Bugün kaliteli bir kıymadan yapılan etliekmeğin maliyeti taş çatlasa 50 lirayı bulmaz. O da gerçekten yüz gram kıyma kullanılırsa… Fakat lokantalara baktığımız zaman 100 lira ve aşağısında etliekmek yok. Ortalama 150 lira civarına etliekmek yiyeceksiniz. Yanında ayran 25, su 10 lira. Mahalle arasında ya da esnaflara yönelik hizmet veren fırınlarda uyguna satanlar elbette var. Diğerleri “Ne eti kullandıkları belli değil” diyerek onlara da iftira atıp vatandaşın aklını bulandırmaya çalışıyor. Çünkü bunlar da Allah korkusu, ahlâk yok. Çalışmaya, emek vermeye niyetleri de yok. Fiyatı uygun olan yer belki günde bin etliekmek satar. Bunlar ise ortalama, 150, 200 etliekmek artı içecekle daha fazla kâr elde ederler.

Boykotu fahiş fiyatlı her alana yaymalıyız. Yeme, içme sektörünün yanı sıra marketler, kıyafet, akaryakıt, berber vb. artık aklınıza ne gelirse. Ortalama bir saç tıraşına 300 lira isteyen berber boykotu hak ediyordur. Örneğin bir hafta sonu kimse özel aracıyla yola çıkmasa bireysel olarak insanlar çok bir şey kaybetmemiş olur. Fakat akaryakıt sektörü zarar eder. Salgının ilk günlerini hatırlayın sokağa çıkma yasaklarının olduğu dönemde alışılmadık şekilde akaryakıt ürünlerine indirim üzerine indirim yapılıyordu. Çünkü tüketim azalmıştı. Tüketimin azaldığı yerde indirim mutlaka gelecektir.

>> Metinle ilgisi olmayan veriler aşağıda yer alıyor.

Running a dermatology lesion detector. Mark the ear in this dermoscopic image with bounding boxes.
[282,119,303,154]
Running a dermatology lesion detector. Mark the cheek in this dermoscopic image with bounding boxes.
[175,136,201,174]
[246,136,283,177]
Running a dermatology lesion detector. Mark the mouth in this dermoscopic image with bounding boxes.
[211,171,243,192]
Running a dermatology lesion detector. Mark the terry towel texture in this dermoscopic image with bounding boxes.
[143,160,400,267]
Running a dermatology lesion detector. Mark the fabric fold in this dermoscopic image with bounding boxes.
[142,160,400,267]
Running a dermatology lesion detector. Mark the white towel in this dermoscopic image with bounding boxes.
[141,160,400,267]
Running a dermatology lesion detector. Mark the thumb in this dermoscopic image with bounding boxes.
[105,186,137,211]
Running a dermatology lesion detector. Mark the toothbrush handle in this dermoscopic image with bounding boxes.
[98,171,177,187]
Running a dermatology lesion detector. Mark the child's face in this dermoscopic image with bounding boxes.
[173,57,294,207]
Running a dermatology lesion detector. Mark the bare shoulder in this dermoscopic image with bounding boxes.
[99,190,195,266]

“Vatandaş dışarı da yiyip içmesin mi niye yaşıyoruz” diyenlere kulak asmayın. Onlar her zaman azınlıkta olmanın değerli olduğunu sanan zavallılar. Polemiğe bile girmeyin, “biz yiyip, içmiyoruz, bizim yerimize de sen tüket” deyin geçin… Kafelerin, AVM’lerin dışında da bir hayat var. Öğrencilik dönemimizde kafe nedir bilmezdik. Lise ve üniversite yıllarımızda Zafer’deki kafeler nedense hep bir karanlık olurdu(!) Arkadaşlarla yazın Alâeddin Tepesi’nin kola çekirdek yapardık. Kışın ise hanların içerisindeki çay ocaklarında buluşurduk. Mesele maddiyat değildi, tavır sahibi olmaktı. O günlerin alışkanlığı ile hâlâ o afili kafelere gitmiyoruz, belediyemizin kafemleri bize yetiyor.

Vatandaş yeni değil son altı, yedi senedir her alanda fahiş fiyatlardan şikâyetçi. Hükümet zamanında önlem alamadığından bugünlere geldik. Bu vesileyle kendisine çekidüzen veren kazanır. Vatandaşla inatlaşan, gerçekleri görmeyen, sudan bahanelere sığınanlar ise kaybetmeye mahkûmdur. Bize düşen tavır sahibi olup boykotu her alanda sürdürmektir.